I am trying to write a document that can only be read by humans. The document content can’t be copied. For that purpose, I am converting its pages to pictures and adding them back to a PDF file. The main issue is that any OCR program can get back the whole written text, especially that the page is going to be clear (as opposed to a scanned book) which will increase the OCR accuracy.
So, is there a font that can’t be recognized by an OCR. Otherwise, is there a technique that will make my document only readable by humans, yet unrecognised by an OCR? (for instance, adding a specific background, etc…)
Thank you in advance.
In general OCR does not recognizes text by identifying their ‘fonts’, instead they do it by analyzing the features and shapes of characters, means it looks for similarities in the figure open areas, shapes of the different texts, and letters in the file being scanned for conversion. (That’s why it can also recognizes handwritten documents which are not using any fonts for that matter).
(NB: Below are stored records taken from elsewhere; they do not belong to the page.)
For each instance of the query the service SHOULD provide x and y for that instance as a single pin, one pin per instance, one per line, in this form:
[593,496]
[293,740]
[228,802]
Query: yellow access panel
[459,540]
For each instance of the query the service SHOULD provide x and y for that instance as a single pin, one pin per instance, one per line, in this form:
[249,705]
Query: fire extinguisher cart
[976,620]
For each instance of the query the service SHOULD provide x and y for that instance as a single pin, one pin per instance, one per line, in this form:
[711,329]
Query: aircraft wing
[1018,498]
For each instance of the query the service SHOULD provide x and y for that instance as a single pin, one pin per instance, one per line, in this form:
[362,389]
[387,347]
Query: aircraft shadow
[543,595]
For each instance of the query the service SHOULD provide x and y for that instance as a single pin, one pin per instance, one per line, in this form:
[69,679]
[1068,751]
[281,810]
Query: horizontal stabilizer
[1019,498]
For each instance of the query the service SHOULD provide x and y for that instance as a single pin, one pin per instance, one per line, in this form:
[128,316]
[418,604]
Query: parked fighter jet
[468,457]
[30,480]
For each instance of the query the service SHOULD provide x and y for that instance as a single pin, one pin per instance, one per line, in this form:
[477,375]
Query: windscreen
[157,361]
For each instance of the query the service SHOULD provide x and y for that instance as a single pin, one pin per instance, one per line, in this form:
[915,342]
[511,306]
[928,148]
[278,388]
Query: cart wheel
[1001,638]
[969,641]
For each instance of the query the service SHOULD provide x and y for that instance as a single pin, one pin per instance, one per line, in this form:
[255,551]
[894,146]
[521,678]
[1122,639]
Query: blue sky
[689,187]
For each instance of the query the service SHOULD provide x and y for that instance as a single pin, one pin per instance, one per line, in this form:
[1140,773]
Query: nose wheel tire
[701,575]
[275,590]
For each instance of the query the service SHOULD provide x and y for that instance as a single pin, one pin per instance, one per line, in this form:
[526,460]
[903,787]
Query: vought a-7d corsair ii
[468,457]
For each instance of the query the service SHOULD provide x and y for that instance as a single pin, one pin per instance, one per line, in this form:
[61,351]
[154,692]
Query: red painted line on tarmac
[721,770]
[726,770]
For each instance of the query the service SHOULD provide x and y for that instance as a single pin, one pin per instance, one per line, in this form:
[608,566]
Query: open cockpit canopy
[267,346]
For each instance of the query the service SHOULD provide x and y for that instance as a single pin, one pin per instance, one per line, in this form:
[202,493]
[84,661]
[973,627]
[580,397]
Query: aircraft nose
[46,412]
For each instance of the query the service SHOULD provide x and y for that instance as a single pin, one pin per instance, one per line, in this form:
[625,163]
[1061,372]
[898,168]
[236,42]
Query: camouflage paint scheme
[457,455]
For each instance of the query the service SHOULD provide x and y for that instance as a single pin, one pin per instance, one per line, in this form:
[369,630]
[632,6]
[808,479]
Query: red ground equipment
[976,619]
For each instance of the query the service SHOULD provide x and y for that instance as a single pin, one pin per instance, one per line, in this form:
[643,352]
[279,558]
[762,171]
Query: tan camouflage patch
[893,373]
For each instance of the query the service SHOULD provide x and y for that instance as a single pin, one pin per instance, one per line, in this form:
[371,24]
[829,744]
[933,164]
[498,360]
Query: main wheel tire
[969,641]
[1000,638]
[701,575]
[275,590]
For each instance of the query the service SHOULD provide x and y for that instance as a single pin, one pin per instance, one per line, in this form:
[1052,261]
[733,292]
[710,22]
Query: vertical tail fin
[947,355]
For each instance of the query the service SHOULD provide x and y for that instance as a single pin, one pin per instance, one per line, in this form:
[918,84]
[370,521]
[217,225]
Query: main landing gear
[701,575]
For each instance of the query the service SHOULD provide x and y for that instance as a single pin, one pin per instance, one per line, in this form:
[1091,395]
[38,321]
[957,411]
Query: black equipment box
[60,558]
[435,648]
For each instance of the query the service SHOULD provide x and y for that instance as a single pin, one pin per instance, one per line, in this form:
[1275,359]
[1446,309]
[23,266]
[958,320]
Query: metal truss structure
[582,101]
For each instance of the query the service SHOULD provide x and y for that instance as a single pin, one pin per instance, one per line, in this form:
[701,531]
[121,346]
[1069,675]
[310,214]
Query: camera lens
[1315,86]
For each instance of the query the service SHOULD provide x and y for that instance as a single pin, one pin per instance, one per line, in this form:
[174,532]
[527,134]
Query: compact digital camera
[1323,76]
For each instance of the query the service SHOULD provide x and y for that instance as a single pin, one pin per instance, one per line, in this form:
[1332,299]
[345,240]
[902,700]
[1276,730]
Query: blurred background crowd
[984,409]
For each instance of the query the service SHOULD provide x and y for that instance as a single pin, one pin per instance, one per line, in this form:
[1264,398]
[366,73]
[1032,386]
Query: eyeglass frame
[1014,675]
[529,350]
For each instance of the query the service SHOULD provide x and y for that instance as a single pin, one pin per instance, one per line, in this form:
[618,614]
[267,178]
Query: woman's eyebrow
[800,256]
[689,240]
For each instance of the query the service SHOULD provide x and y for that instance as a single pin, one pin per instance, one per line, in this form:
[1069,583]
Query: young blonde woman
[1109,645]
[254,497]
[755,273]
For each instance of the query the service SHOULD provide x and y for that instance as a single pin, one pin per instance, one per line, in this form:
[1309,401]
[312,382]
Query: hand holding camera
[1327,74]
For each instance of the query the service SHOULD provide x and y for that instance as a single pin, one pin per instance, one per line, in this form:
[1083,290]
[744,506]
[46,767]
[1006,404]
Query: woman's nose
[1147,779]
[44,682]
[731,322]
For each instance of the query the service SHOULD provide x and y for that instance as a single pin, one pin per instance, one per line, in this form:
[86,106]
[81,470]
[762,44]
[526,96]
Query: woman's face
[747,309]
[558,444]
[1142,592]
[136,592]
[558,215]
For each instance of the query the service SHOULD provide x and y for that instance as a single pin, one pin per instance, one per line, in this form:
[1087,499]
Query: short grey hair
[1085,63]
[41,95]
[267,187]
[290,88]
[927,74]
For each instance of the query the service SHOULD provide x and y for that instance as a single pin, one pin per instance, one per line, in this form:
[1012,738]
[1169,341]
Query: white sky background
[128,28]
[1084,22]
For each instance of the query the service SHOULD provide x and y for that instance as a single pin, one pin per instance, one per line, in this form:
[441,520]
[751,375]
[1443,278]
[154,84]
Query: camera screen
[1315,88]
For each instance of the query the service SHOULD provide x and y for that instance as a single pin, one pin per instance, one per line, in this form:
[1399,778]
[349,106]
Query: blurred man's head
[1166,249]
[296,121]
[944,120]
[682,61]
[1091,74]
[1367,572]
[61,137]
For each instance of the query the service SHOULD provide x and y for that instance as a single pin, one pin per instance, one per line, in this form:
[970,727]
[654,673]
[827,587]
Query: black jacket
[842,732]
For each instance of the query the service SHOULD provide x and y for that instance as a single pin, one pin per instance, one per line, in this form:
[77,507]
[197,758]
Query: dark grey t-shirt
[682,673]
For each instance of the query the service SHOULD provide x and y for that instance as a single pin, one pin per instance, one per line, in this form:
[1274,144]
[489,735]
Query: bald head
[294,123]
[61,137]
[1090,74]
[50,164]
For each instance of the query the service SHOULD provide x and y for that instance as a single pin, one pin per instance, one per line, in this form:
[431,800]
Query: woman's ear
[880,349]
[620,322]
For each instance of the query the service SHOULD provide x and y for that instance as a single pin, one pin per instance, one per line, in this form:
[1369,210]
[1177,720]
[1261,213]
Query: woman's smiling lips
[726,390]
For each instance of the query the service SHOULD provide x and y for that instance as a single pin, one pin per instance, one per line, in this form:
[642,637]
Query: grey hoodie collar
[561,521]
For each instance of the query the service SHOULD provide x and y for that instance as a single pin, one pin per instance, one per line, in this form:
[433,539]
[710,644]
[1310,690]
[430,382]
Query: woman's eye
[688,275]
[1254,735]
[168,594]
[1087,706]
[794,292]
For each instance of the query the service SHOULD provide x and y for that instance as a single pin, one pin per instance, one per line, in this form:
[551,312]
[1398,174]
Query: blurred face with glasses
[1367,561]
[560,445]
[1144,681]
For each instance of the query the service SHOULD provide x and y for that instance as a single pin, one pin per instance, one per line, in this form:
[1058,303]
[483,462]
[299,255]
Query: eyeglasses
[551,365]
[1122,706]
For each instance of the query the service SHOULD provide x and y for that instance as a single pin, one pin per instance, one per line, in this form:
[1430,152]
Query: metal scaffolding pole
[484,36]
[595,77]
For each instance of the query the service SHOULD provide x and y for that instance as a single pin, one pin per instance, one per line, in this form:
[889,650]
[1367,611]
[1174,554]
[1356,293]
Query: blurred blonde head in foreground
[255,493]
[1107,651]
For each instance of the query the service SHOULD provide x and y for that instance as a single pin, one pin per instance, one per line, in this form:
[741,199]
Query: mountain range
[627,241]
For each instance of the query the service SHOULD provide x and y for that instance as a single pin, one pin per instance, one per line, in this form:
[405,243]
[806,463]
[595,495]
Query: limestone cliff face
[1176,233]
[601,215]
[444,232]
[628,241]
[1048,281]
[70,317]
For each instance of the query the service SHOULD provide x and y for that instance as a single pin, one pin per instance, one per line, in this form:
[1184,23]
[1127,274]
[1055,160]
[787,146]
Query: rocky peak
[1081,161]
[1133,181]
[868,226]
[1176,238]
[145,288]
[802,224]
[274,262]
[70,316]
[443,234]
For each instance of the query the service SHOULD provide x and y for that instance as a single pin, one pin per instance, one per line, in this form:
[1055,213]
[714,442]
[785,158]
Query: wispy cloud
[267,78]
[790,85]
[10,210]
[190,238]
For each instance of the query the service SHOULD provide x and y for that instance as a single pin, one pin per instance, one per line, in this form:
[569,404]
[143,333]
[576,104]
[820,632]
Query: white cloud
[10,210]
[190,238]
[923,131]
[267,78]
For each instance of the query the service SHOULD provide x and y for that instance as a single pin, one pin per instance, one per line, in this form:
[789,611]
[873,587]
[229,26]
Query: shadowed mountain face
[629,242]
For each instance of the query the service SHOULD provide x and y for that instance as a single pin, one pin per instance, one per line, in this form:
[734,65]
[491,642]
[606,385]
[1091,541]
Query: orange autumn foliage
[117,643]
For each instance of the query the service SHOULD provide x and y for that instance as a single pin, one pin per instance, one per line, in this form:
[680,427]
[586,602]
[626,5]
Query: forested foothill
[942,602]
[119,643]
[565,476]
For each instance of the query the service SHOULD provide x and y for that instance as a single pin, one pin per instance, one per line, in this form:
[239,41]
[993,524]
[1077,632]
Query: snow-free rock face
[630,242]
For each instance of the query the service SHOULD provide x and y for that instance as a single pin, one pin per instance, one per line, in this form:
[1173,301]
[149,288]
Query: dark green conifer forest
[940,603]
This process of identifying text through their feature is knows as
Intelligent Character RecognitionI don’t think there can be a certain answer to your question that which font to use to make it unreadable by OCR but just to make it a more harder for a general OCR try using some calligraphic fonts like this one which doesn’t follow general character features, hence hard for computers software to read (this is also the main idea behind CAPTCHA).
But again this may give a general OCR a hard time but still it’s not 100% successful solution, plus it will also make it really hard for any human to read.